No dia combinado, o convidado fez-se acompanhar de um amigo. Logo à porta de casa o anfitrião, na presença da mulher, deu ao convidado a possibilidade de escolha. Ou resolviam o assunto de forma violenta entre homens ou o amante teria de ficar com a sua mulher. O último afirmou não ter nada a ver com o assunto e que era casado. Confrontado com a inflexibilidade do anfitrião, abandonou a casa na companhia da amante para evitar uma desgraça. Antes de saírem, o marido disse à mulher que recolhesse os seus bens e que se fosse embora para sempre.

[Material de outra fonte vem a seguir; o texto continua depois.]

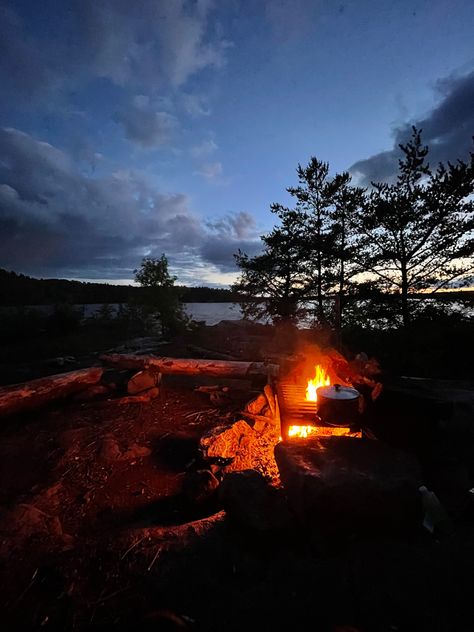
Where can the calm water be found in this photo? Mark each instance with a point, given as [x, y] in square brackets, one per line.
[210, 313]
[213, 313]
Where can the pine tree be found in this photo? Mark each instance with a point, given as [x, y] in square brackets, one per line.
[417, 233]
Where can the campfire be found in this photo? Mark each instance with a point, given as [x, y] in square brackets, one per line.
[314, 409]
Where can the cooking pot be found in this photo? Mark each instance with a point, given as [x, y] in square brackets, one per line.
[338, 405]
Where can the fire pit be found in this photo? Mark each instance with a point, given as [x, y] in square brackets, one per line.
[313, 409]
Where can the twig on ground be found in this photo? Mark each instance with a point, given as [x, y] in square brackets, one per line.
[158, 551]
[135, 544]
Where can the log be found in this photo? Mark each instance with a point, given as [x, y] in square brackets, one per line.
[189, 366]
[19, 398]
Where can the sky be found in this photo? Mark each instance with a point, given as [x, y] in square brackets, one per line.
[132, 129]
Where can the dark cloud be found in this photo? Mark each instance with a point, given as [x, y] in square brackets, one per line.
[55, 220]
[226, 236]
[146, 126]
[447, 130]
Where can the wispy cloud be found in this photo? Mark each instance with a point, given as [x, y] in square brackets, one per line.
[55, 220]
[210, 170]
[146, 126]
[447, 130]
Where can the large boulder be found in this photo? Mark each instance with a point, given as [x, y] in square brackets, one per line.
[253, 503]
[340, 486]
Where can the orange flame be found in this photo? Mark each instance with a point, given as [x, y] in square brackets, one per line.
[321, 378]
[300, 432]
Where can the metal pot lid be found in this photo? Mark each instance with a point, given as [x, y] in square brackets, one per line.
[338, 392]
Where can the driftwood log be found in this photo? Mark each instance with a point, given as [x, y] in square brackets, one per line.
[190, 366]
[36, 393]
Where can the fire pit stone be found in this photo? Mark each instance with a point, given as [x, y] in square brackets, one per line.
[339, 486]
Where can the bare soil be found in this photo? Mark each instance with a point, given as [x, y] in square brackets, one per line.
[96, 534]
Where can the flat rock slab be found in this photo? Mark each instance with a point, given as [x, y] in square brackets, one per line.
[340, 485]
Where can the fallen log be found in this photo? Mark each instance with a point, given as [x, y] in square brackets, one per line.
[18, 398]
[189, 366]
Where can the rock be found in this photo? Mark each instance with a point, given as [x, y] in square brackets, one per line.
[152, 393]
[199, 486]
[142, 381]
[256, 406]
[109, 449]
[252, 502]
[340, 486]
[240, 447]
[93, 392]
[135, 451]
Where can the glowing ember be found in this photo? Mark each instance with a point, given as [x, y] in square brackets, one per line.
[300, 431]
[321, 378]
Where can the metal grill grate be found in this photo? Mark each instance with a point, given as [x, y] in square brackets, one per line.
[296, 411]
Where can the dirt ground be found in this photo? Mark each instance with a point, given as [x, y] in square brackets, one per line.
[95, 534]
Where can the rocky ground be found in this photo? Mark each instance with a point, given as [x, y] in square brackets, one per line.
[104, 522]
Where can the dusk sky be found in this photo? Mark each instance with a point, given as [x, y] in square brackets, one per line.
[135, 128]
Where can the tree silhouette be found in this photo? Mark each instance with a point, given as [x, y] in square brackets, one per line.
[273, 283]
[418, 232]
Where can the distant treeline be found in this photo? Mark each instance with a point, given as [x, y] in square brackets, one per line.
[18, 289]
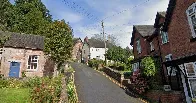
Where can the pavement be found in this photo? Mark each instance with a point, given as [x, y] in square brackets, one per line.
[93, 87]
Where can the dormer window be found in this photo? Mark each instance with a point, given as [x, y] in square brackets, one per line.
[191, 14]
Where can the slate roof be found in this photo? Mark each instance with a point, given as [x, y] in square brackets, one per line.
[17, 40]
[158, 16]
[145, 30]
[98, 43]
[75, 40]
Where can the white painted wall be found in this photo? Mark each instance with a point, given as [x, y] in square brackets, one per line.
[97, 53]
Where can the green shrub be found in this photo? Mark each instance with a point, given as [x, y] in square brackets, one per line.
[71, 92]
[46, 91]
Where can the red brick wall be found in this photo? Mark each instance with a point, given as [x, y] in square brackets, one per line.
[179, 31]
[144, 46]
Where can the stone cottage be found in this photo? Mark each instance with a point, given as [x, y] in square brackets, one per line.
[23, 54]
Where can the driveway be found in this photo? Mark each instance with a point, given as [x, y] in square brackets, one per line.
[93, 87]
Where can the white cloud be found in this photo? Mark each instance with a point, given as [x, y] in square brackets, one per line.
[142, 15]
[70, 17]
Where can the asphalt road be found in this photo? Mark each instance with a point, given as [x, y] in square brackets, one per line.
[93, 87]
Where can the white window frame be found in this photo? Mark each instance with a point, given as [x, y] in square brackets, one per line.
[138, 45]
[194, 66]
[189, 15]
[1, 51]
[169, 56]
[32, 62]
[151, 46]
[135, 66]
[173, 71]
[164, 37]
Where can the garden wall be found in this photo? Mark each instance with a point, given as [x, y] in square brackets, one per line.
[165, 97]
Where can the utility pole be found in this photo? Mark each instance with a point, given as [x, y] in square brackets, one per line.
[104, 40]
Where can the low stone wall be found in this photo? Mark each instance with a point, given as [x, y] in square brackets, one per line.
[165, 97]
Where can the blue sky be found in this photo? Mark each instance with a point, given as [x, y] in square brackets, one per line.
[119, 15]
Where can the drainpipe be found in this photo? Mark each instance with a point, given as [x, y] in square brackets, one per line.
[161, 60]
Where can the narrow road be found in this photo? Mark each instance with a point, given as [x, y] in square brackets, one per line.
[93, 87]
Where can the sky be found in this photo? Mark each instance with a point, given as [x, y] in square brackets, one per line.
[119, 16]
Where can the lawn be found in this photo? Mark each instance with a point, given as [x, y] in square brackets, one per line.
[13, 95]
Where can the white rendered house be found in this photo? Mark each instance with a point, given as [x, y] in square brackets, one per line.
[97, 53]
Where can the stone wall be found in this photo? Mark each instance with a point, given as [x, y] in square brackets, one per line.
[165, 97]
[21, 55]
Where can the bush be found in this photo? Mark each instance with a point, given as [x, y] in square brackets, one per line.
[46, 91]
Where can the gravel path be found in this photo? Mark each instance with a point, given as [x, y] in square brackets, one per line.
[93, 87]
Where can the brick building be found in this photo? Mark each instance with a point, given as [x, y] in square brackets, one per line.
[23, 54]
[140, 44]
[180, 24]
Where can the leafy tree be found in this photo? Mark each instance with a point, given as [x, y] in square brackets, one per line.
[6, 13]
[58, 42]
[30, 16]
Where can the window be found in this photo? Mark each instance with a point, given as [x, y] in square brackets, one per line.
[190, 69]
[168, 57]
[138, 46]
[173, 72]
[192, 83]
[135, 66]
[164, 37]
[1, 50]
[151, 46]
[33, 62]
[191, 14]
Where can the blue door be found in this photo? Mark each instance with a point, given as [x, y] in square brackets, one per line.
[14, 69]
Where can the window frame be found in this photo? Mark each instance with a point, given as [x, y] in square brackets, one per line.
[31, 62]
[168, 56]
[194, 66]
[193, 95]
[1, 51]
[151, 46]
[138, 46]
[189, 15]
[164, 37]
[173, 71]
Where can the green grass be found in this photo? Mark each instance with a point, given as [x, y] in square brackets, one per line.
[13, 95]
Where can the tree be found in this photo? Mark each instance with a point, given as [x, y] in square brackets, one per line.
[30, 16]
[58, 42]
[6, 13]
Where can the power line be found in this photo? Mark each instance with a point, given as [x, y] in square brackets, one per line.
[73, 5]
[126, 10]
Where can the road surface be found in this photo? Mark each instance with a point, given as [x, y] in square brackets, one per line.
[93, 87]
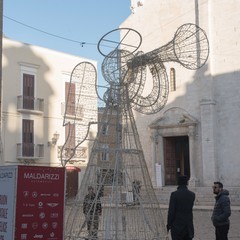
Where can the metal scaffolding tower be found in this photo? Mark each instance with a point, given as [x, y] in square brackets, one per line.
[124, 205]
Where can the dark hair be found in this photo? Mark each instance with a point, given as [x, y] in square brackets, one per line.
[219, 184]
[183, 180]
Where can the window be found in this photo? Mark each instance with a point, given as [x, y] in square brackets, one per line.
[27, 138]
[105, 154]
[172, 80]
[105, 128]
[70, 98]
[28, 91]
[109, 177]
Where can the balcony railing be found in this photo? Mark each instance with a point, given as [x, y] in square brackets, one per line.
[80, 153]
[73, 111]
[30, 151]
[30, 104]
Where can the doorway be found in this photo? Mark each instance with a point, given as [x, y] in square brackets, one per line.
[176, 158]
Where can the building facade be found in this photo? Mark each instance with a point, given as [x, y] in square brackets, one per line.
[35, 85]
[197, 131]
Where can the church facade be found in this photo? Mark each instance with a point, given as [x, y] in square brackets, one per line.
[197, 131]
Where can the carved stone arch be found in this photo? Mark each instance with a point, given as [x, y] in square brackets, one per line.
[175, 122]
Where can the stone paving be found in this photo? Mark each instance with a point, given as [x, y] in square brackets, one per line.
[204, 229]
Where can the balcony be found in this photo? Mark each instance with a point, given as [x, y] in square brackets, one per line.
[30, 151]
[80, 154]
[30, 105]
[73, 111]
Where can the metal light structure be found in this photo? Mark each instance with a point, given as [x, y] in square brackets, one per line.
[117, 168]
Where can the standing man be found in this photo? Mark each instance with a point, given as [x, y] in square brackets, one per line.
[180, 211]
[92, 209]
[221, 212]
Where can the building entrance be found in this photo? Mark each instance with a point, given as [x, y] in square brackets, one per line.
[176, 158]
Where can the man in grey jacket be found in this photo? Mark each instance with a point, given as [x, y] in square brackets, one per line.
[221, 212]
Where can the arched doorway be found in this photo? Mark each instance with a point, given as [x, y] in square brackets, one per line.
[176, 158]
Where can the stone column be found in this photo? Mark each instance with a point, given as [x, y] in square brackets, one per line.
[194, 181]
[208, 123]
[154, 138]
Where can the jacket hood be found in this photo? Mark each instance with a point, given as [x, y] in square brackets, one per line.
[224, 192]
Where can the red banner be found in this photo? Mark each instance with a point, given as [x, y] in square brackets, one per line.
[40, 203]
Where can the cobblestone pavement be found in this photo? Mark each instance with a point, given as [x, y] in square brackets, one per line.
[204, 229]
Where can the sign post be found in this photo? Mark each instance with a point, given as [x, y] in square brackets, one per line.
[32, 202]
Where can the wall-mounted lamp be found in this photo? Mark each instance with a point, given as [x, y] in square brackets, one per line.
[54, 139]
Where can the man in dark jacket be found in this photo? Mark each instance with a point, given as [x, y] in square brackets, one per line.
[221, 212]
[180, 216]
[92, 209]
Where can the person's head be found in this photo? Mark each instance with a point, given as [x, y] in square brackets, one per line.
[217, 187]
[90, 190]
[183, 180]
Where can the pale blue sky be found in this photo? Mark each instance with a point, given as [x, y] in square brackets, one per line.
[78, 20]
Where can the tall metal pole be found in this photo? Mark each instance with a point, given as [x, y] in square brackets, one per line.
[1, 36]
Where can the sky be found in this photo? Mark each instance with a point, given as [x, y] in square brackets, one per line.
[63, 25]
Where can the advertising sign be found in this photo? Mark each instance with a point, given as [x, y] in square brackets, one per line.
[7, 202]
[40, 203]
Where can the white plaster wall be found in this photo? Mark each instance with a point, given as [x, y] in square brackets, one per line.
[53, 69]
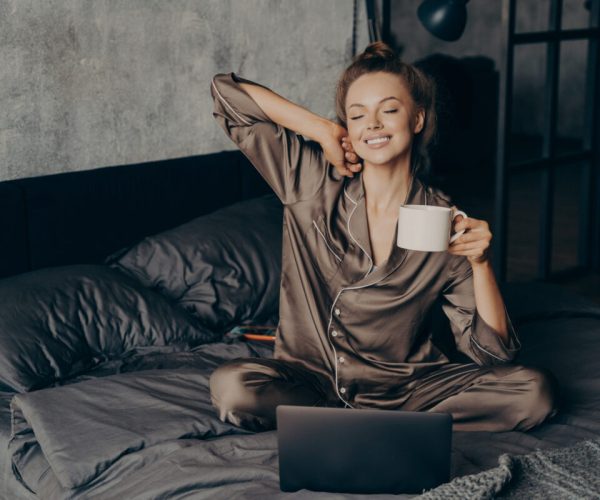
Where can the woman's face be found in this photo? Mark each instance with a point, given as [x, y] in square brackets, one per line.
[381, 117]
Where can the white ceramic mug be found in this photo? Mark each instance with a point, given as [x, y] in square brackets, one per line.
[426, 228]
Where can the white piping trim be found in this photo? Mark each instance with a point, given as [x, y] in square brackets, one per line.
[486, 351]
[355, 241]
[242, 119]
[325, 240]
[334, 351]
[348, 196]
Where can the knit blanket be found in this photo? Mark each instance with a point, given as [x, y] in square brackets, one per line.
[564, 473]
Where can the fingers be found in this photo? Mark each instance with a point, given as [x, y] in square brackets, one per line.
[461, 223]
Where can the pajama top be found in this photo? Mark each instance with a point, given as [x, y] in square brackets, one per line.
[365, 332]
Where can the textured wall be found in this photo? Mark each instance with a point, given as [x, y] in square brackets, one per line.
[89, 83]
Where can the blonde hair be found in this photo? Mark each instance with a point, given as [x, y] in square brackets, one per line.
[380, 57]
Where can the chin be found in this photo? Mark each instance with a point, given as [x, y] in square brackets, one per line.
[379, 157]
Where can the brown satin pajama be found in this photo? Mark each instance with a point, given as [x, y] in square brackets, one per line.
[351, 333]
[247, 391]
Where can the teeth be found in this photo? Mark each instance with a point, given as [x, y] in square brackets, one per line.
[379, 140]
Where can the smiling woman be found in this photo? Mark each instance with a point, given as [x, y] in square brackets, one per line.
[355, 308]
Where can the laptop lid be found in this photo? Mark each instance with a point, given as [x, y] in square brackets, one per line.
[362, 451]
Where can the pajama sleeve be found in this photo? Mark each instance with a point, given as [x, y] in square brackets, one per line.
[293, 167]
[473, 336]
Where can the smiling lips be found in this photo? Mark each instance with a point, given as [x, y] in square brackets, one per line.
[378, 142]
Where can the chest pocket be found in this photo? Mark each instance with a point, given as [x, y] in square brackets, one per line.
[325, 254]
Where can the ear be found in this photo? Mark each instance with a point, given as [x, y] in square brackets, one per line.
[420, 121]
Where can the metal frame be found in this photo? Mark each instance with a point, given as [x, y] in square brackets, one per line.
[589, 156]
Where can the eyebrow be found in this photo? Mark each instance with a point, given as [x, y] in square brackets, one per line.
[382, 100]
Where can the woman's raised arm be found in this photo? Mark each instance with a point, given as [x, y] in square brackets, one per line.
[308, 124]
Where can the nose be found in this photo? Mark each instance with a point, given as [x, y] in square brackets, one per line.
[373, 123]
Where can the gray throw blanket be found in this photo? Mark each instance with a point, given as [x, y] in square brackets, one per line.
[560, 473]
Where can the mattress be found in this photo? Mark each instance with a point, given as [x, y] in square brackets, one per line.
[200, 457]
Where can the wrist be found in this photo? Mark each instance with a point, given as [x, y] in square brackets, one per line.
[481, 266]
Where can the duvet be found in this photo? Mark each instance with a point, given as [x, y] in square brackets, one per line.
[116, 404]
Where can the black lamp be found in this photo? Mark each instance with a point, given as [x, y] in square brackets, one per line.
[445, 19]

No dia seguinte vi a notícia de um marido que, na Beira, a segunda cidade mais importante de Moçambique, espancou a mulher até à morte com uma barra de ferro por tê-la surpreendido em casa em cenas íntimas com um curandeiro. O assassino confesso afirmou na televisão que se entregou às autoridades policiais por vontade própria.

É destas estórias que se faz o quotidiano de um país africano que acabou de celebrar quarenta anos de independência. O valor manifesto dos relatos diz muito. Mas o que eles mantêm latente significa bem mais. Quem são os opressores e os oprimidos no quotidiano que é o que habitualmente importa? A procura de respostas talvez dependa de nos libertarmos da cacimba permanente enfiada por dentro das nossas cabeças nestas décadas de estafadas alienações utópicas.